Kennedy and Annabel Lee used to be best friends, practically inseparable throughout their childhood. Always daring each other to be bigger and better and braver than everyone else. But then Annabel was in an awful car accident. Her brother died. She escaped, but with emotional and physical scars. Kennedy was nowhere to be found when she needed him the most.

It’s now a decade later. Annabel is taking care of her parents, her sick grandmother, and her two younger siblings. If she can manage to put herself first for once, she’ll leave for college in a few weeks. In the meantime, she and Kennedy have found themselves in the same photography class at the local community college. Years of separation have made things awkward, but Kennedy desperately wants to apologize for how he treated Annabel all those years ago.

I thought this book could go one of two ways. It could either be my favorite book of the year, or it could be trite, cheesy, and awful. I think it’s pretty obvious from my glowing five-star rating which one it ended up being.

I love books about childhood friends. I love books about people reconnecting. I love books that are cute and don’t have love triangles or cheating or unnecessary drama. And that’s the thing. This book is everything I love wrapped up in a cute story about childhood friends who reconnect on a road trip to a music festival.

It happens fast. But not too fast. Realistically fast, I think. Because it seemed to me that, even if she didn’t know it, Annabel was waiting all those years for Kennedy to come back to her. And Kennedy was waiting for his opportunity to apologize.

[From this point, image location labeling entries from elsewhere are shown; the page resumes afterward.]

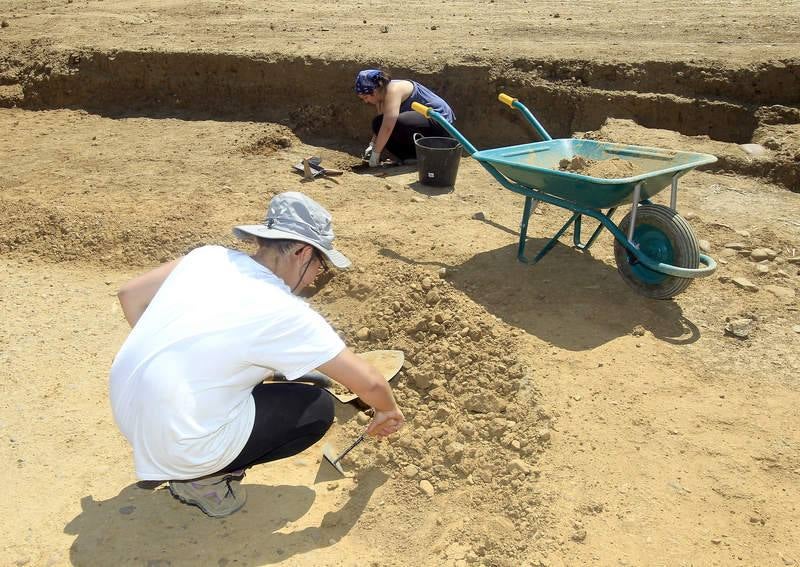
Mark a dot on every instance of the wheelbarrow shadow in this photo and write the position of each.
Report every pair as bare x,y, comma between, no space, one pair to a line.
141,526
569,299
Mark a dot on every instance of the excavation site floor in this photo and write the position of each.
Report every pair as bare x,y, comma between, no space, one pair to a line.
555,416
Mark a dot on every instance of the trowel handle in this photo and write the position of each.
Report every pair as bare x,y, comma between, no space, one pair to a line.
358,440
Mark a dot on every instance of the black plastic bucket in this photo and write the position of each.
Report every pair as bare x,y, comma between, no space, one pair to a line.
437,160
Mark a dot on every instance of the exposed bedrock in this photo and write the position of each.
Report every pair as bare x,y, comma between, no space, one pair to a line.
315,97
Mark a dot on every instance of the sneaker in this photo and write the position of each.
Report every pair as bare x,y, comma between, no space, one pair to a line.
218,496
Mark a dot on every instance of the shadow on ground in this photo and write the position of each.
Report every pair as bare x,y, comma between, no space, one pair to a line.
569,299
149,527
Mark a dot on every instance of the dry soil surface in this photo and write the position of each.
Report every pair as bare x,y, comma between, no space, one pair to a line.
555,416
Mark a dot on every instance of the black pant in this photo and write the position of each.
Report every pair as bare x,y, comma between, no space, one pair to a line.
401,141
290,417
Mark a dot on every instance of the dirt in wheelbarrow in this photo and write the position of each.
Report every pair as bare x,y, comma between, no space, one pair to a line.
613,168
555,417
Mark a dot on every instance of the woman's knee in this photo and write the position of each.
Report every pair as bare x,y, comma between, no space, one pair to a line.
377,122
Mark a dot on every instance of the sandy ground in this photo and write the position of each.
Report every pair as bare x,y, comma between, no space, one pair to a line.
558,417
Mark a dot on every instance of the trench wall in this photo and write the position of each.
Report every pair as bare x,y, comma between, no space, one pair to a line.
315,97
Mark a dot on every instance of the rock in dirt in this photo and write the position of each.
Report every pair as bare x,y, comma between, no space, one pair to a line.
579,535
754,150
744,283
410,471
518,465
432,297
740,327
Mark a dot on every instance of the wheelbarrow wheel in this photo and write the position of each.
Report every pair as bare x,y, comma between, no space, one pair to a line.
664,236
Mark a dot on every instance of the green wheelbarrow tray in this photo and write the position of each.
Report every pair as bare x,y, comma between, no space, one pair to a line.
536,166
658,256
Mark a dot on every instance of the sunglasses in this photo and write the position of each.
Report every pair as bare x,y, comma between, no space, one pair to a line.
324,268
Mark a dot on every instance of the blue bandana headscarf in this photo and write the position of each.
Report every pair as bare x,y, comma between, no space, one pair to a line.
367,81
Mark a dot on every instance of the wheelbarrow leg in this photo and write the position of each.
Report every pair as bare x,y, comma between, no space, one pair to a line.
523,229
577,233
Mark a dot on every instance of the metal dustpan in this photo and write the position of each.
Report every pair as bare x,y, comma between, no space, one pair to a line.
388,363
329,452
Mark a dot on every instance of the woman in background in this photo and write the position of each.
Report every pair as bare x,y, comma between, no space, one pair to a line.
395,125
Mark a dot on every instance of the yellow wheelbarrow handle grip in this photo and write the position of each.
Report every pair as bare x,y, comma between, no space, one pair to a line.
505,99
421,108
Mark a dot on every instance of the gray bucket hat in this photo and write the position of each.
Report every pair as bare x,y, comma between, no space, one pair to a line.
295,216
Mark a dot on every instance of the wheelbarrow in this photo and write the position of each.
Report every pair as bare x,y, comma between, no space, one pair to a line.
655,249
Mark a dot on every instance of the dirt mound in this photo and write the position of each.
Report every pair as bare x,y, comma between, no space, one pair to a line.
275,139
613,168
65,233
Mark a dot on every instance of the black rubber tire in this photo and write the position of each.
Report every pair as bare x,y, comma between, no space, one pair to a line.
682,240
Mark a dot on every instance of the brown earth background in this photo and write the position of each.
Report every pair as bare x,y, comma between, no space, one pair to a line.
555,417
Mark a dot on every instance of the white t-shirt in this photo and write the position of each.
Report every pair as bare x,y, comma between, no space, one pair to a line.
181,383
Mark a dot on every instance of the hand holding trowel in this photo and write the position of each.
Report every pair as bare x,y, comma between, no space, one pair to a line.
388,363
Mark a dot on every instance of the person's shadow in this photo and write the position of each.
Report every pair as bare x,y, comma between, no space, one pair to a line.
141,526
569,299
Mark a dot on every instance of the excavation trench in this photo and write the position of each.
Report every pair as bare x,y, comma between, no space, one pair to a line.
314,97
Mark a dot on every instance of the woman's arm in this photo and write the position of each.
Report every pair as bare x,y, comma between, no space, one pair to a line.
137,294
391,110
367,383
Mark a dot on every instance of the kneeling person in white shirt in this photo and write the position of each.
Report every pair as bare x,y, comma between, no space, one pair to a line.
187,385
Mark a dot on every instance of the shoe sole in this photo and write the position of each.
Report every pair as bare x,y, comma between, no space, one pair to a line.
193,502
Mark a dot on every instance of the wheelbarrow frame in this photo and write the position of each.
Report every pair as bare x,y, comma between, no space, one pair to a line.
604,219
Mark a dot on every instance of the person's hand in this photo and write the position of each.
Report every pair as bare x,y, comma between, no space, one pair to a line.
367,152
374,159
386,423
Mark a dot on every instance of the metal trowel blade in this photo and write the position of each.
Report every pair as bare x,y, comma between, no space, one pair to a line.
330,454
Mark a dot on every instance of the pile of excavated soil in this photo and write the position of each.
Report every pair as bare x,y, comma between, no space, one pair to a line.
614,168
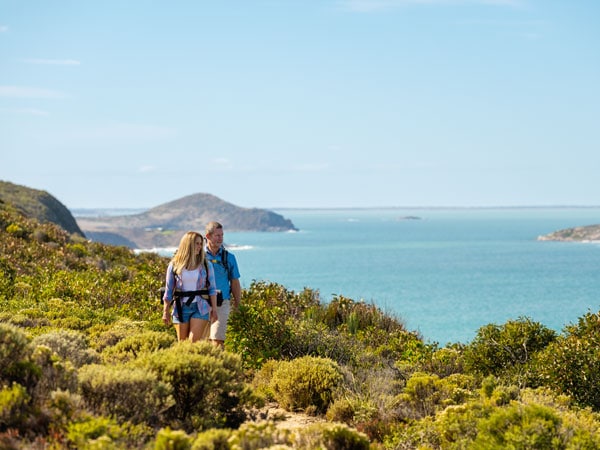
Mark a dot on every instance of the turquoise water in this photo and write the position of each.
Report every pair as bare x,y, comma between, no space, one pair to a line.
445,275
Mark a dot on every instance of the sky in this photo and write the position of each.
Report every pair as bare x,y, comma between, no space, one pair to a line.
302,104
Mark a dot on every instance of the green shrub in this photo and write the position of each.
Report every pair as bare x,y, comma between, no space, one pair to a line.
70,345
168,439
16,357
571,364
306,382
56,373
213,439
254,436
132,346
508,349
14,407
132,394
106,433
207,384
330,437
517,426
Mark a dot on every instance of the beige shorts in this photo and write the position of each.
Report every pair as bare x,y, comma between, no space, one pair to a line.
217,329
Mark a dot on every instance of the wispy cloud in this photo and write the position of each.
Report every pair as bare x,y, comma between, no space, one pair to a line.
25,111
52,62
126,131
29,92
378,5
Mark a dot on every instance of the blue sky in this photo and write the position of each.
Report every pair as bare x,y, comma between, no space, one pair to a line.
331,103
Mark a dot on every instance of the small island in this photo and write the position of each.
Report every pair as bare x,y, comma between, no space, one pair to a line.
588,233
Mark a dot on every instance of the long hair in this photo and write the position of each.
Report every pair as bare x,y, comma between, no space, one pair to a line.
185,257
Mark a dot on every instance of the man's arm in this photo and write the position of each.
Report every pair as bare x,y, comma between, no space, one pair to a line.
236,292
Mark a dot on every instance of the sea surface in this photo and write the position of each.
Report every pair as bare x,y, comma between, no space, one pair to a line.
443,272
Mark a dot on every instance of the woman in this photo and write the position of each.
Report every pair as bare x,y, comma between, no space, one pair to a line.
188,273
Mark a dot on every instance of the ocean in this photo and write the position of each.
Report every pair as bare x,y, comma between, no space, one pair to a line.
443,272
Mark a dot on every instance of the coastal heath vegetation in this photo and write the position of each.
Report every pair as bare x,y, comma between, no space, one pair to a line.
85,362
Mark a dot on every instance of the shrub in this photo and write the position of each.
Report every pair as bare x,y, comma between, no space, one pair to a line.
213,439
506,350
132,346
571,364
207,384
330,437
106,433
306,382
168,439
16,357
254,436
127,393
70,345
14,407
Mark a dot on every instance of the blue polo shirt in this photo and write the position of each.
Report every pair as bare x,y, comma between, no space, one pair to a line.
221,277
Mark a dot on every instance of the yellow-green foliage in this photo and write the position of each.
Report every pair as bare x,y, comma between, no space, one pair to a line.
70,345
255,436
103,433
330,436
14,406
168,439
307,382
132,346
206,383
128,393
214,439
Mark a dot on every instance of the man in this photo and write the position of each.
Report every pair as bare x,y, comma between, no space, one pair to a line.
227,279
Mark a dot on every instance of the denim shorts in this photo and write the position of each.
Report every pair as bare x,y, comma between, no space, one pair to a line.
188,312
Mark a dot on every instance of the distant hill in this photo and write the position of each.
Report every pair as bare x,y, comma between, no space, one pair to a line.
39,205
163,225
580,234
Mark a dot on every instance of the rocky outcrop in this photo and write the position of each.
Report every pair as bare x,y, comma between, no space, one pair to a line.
164,225
579,234
39,205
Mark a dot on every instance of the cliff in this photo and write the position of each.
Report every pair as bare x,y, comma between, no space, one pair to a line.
163,225
579,234
39,205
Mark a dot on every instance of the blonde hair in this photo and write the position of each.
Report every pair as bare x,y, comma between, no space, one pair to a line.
212,227
185,257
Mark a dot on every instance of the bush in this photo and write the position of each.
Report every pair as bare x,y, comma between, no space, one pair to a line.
16,358
168,439
507,350
212,440
306,382
254,436
106,433
571,364
70,345
127,393
132,346
207,384
330,437
14,407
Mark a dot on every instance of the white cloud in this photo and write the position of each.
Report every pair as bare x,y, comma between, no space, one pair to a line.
53,62
29,92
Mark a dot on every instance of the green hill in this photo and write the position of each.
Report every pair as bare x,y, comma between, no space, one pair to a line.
163,225
39,205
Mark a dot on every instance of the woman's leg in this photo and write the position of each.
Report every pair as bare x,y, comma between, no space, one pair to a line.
197,329
183,330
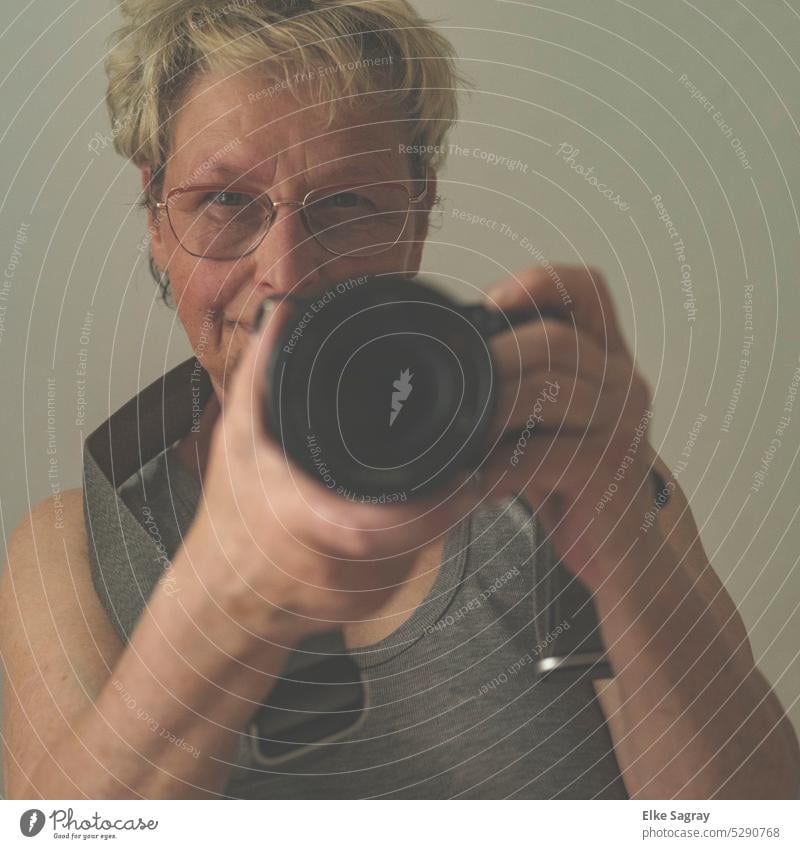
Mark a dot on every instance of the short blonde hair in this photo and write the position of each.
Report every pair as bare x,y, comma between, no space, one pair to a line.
352,46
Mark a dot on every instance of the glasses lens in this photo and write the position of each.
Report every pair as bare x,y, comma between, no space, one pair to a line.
358,220
216,223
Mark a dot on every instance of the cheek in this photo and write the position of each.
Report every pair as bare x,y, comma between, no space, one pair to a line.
201,293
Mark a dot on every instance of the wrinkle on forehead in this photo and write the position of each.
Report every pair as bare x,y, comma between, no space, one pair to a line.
280,138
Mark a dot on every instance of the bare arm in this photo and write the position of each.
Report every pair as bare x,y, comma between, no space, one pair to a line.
690,714
88,717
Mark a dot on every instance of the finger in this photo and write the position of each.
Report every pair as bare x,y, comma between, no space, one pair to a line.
249,385
544,345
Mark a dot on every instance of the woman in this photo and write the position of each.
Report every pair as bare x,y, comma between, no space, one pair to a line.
165,610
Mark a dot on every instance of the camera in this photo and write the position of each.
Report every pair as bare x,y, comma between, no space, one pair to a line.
382,388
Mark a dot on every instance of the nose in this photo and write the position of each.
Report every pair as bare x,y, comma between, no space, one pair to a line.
289,259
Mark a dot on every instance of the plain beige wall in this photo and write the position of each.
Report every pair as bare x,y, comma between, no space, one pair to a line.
608,78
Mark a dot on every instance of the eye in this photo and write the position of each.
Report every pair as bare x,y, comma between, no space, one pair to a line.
348,200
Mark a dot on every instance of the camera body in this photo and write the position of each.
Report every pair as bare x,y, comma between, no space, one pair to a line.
383,387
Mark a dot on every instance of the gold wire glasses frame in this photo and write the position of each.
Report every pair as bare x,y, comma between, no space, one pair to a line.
201,229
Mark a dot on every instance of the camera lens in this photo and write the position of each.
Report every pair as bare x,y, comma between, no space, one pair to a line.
380,390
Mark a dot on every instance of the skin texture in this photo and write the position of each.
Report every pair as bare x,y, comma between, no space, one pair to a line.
282,145
271,555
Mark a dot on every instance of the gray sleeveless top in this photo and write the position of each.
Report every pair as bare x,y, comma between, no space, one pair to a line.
454,705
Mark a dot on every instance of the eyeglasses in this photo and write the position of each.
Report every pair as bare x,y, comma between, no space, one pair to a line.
218,222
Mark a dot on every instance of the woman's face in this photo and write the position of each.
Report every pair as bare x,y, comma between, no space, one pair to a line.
229,127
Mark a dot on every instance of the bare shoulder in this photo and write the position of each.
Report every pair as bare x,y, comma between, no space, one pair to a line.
57,645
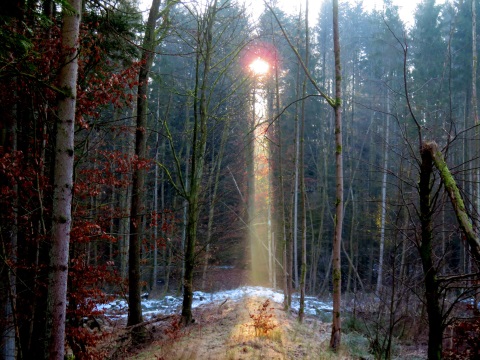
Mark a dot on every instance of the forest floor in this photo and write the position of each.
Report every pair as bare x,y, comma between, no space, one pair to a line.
227,331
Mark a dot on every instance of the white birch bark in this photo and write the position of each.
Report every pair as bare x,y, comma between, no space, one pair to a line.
63,181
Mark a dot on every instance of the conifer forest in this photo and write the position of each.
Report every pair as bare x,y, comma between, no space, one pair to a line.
170,151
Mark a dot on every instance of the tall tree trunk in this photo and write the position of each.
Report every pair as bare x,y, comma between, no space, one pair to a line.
199,143
335,339
138,202
303,272
63,182
432,292
384,201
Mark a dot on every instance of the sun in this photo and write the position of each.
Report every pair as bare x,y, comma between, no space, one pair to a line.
259,66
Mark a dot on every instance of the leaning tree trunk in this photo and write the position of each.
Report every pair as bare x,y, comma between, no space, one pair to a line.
138,203
199,143
303,227
335,339
432,291
63,182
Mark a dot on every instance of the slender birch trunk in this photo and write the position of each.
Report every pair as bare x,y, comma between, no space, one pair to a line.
63,182
384,201
335,339
303,272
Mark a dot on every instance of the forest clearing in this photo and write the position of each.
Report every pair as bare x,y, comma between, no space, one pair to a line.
239,179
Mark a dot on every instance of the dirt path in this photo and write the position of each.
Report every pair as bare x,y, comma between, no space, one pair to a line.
228,332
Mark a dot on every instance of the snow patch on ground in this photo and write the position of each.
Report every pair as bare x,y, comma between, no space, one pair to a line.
172,304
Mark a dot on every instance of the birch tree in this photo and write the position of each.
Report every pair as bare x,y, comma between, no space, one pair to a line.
63,180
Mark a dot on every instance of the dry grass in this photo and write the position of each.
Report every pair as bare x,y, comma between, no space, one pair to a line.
227,332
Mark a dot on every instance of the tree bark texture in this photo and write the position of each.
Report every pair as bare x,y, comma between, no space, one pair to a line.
63,182
199,142
432,292
335,339
138,202
456,200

I loved their dares and their honesty and how open they were with each other. My laptop’s grammar check thinks that I mean “I loved their dates,” but no, I really do mean their dares. Because this book is based on Annabel and Kennedy’s deal that she’ll let him dare her to do seven things if he applies to seven writing internships. Because dares have always been their thing. And through those seven dares, they end up closer than ever. They make each other better.

I loved this book so much, and I can’t wait to see more from this author.

Thanks to Netgalley and the publisher for the ARC.